Les préparatifs du dialogue national, présentés comme une initiative d’apaisement et de concertation, semblent dès le départ avoir pris une tournure trompeuse. Sous couvert d’inclusivité et de consensus, certains acteurs politiques auraient cherché à manipuler l’opinion publique tout en donnant au président l’illusion d’un processus sincère et participatif.
Les organisateurs du dialogue « ont faussement prétendu que seuls deux partis sur l’ensemble de l’éventail politique boycottaient la rencontre », une affirmation qu’ils qualifient de trompeuse et de contraire à la réalité politique du pays. C’est ce qui ressort d’une déclaration conjointe signée par quatre députés : Mohamed Bouye ould Mohamed Fadel, Khally Diallo, Yahya ould Loud et Mohamed Lemine ould Sidi Mouloud.

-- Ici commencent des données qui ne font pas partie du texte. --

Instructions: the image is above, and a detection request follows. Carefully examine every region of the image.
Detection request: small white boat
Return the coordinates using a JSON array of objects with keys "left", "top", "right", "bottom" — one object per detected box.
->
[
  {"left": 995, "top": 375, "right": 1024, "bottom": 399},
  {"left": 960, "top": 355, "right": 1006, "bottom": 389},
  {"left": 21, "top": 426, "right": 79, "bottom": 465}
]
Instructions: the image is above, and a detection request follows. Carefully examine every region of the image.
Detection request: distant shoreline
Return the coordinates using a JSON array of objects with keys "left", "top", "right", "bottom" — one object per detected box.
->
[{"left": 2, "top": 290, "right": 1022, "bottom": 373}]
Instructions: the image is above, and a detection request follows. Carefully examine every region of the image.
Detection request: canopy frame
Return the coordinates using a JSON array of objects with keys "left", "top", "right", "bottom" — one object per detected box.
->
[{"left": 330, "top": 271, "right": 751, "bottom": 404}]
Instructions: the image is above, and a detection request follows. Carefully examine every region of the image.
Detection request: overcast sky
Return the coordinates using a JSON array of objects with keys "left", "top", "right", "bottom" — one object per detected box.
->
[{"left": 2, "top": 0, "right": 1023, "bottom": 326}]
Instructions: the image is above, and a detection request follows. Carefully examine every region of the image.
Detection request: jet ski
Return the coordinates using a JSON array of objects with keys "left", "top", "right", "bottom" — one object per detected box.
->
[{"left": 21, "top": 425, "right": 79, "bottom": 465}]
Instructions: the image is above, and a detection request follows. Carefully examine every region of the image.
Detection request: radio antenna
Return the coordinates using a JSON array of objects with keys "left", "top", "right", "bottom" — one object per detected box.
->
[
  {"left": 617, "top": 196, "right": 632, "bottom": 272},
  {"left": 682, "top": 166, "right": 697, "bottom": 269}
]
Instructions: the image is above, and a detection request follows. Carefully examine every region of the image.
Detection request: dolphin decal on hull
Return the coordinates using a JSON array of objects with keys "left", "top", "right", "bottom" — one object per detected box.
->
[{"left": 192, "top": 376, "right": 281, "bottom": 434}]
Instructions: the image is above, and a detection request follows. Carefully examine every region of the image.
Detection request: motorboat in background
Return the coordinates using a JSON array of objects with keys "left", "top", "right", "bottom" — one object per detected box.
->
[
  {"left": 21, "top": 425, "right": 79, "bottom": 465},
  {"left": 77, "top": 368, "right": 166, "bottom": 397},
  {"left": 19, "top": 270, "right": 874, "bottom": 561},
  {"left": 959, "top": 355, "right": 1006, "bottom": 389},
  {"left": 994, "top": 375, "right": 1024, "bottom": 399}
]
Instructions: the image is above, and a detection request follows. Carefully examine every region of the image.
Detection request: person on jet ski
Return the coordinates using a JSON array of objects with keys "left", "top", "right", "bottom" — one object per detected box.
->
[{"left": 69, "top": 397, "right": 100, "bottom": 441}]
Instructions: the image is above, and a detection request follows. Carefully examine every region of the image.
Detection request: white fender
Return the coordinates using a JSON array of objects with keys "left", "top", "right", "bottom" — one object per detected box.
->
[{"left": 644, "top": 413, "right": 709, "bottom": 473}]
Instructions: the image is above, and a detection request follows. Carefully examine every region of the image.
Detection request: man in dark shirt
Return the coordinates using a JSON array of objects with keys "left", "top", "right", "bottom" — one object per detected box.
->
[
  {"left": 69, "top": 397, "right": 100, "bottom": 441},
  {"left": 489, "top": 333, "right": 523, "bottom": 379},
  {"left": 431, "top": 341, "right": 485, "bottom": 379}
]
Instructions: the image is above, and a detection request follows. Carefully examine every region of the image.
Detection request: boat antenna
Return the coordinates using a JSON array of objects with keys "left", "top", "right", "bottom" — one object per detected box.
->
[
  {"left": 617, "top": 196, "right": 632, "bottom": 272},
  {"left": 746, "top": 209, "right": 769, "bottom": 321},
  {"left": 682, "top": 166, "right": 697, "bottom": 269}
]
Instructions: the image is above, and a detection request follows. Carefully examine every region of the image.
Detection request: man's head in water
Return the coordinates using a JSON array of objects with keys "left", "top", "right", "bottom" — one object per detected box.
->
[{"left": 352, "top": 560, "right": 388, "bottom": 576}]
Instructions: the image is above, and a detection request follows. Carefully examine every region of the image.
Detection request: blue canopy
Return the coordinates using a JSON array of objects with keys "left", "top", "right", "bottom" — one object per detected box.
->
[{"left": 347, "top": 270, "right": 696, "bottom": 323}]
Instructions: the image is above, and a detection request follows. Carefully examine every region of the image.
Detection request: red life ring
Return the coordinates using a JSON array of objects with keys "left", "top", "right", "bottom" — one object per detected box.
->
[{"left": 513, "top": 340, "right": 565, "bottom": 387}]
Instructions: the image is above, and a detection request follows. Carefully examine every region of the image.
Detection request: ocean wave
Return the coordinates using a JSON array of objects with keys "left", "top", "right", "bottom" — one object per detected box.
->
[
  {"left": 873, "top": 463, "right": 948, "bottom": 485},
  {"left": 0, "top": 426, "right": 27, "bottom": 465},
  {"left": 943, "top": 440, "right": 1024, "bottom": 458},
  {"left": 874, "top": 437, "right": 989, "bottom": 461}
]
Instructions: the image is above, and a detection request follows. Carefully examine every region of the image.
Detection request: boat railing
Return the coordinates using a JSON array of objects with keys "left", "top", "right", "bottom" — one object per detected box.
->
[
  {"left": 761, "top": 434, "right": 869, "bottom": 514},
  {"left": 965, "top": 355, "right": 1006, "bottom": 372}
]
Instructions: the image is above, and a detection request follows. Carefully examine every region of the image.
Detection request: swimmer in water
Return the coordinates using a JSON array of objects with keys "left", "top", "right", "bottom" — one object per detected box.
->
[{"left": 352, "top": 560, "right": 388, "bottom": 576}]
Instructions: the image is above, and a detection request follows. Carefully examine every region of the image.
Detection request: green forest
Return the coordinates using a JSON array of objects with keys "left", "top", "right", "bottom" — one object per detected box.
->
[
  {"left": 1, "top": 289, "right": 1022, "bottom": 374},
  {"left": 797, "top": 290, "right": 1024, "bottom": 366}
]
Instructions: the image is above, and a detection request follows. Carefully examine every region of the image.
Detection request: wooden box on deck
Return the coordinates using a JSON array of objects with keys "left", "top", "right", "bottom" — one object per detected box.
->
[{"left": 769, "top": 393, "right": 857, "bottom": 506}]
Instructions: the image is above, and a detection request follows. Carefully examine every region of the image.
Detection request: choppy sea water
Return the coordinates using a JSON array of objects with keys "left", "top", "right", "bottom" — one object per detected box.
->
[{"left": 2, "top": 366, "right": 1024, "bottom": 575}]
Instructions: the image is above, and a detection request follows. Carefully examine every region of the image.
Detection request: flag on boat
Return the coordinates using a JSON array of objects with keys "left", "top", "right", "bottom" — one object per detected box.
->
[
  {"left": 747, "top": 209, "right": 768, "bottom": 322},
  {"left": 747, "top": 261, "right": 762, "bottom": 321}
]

Le manque de transparence, l’absence d’un cadre clair et la sélection controversée des participants alimentent le doute quant à la volonté réelle de parvenir à un dialogue national authentique. Les députés ont expliqué que la liste des acteurs concernés est bien plus longue que cela, soulignant que le coordinateur du dialogue a reconnu, dès son premier jour, ne pas connaître la carte politique, ce qui l’empêche de communiquer avec tout le monde.

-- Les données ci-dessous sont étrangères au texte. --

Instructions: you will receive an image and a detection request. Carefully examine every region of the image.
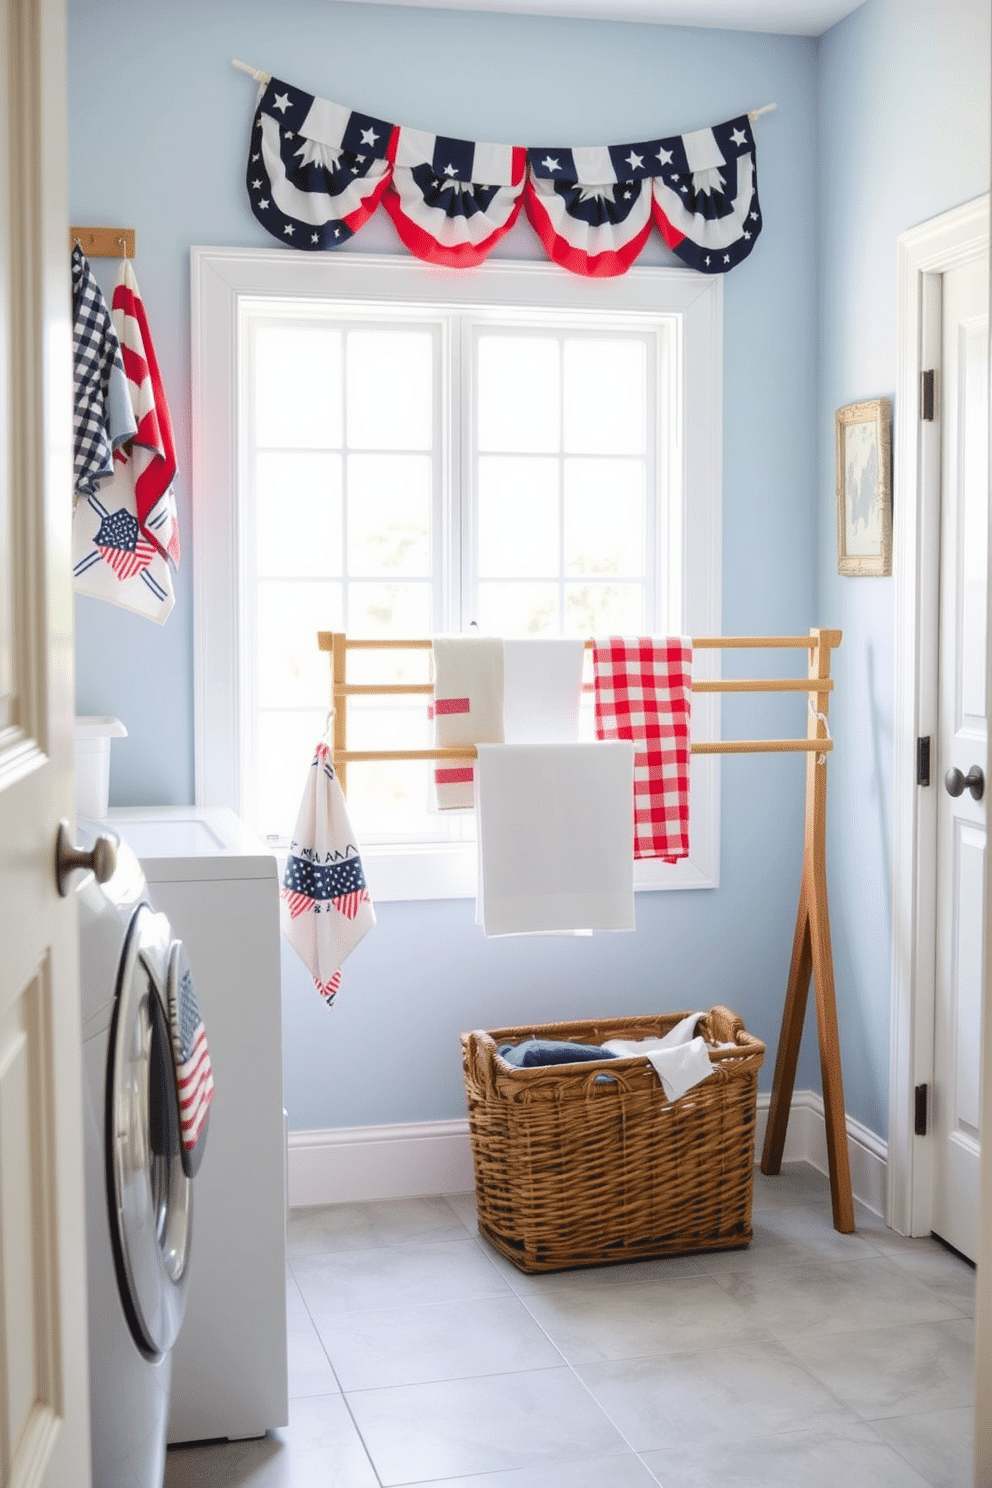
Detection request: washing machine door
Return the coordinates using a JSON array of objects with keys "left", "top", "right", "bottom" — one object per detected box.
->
[{"left": 107, "top": 905, "right": 192, "bottom": 1361}]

Pour de nombreux citoyens, il s’agit moins d’un processus de réconciliation que d’une stratégie politique visant à contrôler le récit public et à désamorcer les tensions sociales. Tant que les bases de la confiance et de la sincérité ne seront pas rétablies, ce « dialogue » risque de n’être qu’une mise en scène, loin des aspirations profondes du peuple mauritanien.
Réactions mitigées
Face à ces préparatifs jugés opaques, plusieurs observateurs ont rapidement exprimé leur méfiance. Certains dénoncent un « dialogue de façade » piloté par le pouvoir exécutif, sans véritable consultation des forces politiques représentatives. Les quatre députés ont souligné que tout véritable dialogue doit s’attaquer aux racines de la corruption et mettre un terme à l’hémorragie des fonds publics, et non se transformer en un espace d’échanges de plaisanteries ou de distribution de biens politiques.
D’autres partis, parmi l’AJDMR, affirment avoir été écartés délibérément des discussions préliminaires, évoquant un processus sans calendrier clair ni garanties de transparence.

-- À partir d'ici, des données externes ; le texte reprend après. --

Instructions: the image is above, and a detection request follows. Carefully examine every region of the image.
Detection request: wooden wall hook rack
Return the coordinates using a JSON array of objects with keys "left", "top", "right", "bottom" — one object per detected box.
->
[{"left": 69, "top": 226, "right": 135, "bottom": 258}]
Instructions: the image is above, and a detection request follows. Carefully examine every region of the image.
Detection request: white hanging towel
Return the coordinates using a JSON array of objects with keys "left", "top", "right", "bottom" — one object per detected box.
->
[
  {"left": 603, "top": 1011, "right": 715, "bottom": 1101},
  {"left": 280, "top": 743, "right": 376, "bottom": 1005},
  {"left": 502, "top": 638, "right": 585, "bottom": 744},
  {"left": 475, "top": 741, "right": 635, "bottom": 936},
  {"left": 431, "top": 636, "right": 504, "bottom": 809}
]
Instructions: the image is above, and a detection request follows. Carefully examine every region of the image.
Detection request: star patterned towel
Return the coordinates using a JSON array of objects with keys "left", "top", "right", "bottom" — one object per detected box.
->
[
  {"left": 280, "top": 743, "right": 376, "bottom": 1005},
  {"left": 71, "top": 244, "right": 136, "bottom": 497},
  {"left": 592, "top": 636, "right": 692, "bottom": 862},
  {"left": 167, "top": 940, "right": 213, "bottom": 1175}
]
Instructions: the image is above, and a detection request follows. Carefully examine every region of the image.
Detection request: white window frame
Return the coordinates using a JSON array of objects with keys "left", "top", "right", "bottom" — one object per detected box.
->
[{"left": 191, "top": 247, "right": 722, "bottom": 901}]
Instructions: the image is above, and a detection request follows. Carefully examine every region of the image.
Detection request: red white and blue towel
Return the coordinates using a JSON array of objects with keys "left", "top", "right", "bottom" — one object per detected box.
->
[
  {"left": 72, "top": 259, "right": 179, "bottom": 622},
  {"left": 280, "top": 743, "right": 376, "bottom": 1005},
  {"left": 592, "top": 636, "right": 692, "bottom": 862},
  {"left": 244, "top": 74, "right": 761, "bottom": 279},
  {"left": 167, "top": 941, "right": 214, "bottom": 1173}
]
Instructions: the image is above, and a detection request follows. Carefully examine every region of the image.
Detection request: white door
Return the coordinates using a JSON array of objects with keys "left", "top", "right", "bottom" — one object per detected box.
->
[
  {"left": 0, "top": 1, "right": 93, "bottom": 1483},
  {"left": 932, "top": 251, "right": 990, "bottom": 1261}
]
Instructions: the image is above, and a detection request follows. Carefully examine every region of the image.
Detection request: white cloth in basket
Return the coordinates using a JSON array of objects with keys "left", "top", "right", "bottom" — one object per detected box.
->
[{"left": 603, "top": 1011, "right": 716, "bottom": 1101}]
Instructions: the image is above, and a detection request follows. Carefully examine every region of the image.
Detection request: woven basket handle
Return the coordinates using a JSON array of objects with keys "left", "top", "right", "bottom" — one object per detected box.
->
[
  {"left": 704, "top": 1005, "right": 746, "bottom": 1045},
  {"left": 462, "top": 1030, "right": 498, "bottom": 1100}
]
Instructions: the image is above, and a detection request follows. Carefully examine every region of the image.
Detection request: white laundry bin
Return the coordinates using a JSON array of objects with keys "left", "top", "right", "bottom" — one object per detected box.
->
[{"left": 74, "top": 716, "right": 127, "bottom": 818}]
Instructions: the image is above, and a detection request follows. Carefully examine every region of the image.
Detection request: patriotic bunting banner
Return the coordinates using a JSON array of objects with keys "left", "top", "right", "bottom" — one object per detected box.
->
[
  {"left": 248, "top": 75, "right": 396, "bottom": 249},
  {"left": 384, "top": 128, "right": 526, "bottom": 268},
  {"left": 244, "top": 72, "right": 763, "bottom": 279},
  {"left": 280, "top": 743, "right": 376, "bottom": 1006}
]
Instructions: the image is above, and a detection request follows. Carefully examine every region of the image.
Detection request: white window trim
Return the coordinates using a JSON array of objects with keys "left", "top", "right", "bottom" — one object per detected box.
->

Les députés ont exprimé leur rejet catégorique de ce qu’ils considèrent comme « une tentative de dissimulation de la corruption, visant à détourner l’attention du public du scandale majeur révélé par les rapports de la Cour des comptes, à travers des discussions formelles ou des manœuvres politiques superficielles ».
Ils ont ajouté que « les rapports accablants de la Cour ne peuvent être ni ignorés ni passés sous silence, car le peuple mauritanien reste déterminé à poursuivre la pression sur les corrompus afin qu’ils rendent des comptes et restituent les fonds détournés ».
Malgré ces réserves, certains acteurs appellent à ne pas abandonner l’idée d’un dialogue national, mais à en repenser profondément les méthodes et les objectifs afin d’en faire un véritable espace de concertation et non un simple instrument politique.
Pour nombre de citoyens, la réussite d’un véritable dialogue passe d’abord par la reconnaissance des fractures sociales, la justice dans la répartition des ressources et la lutte contre l’impunité. C’est à cette condition seulement que la Mauritanie pourra transformer les discours d’unité en un projet collectif durable, au service de tous ses citoyens.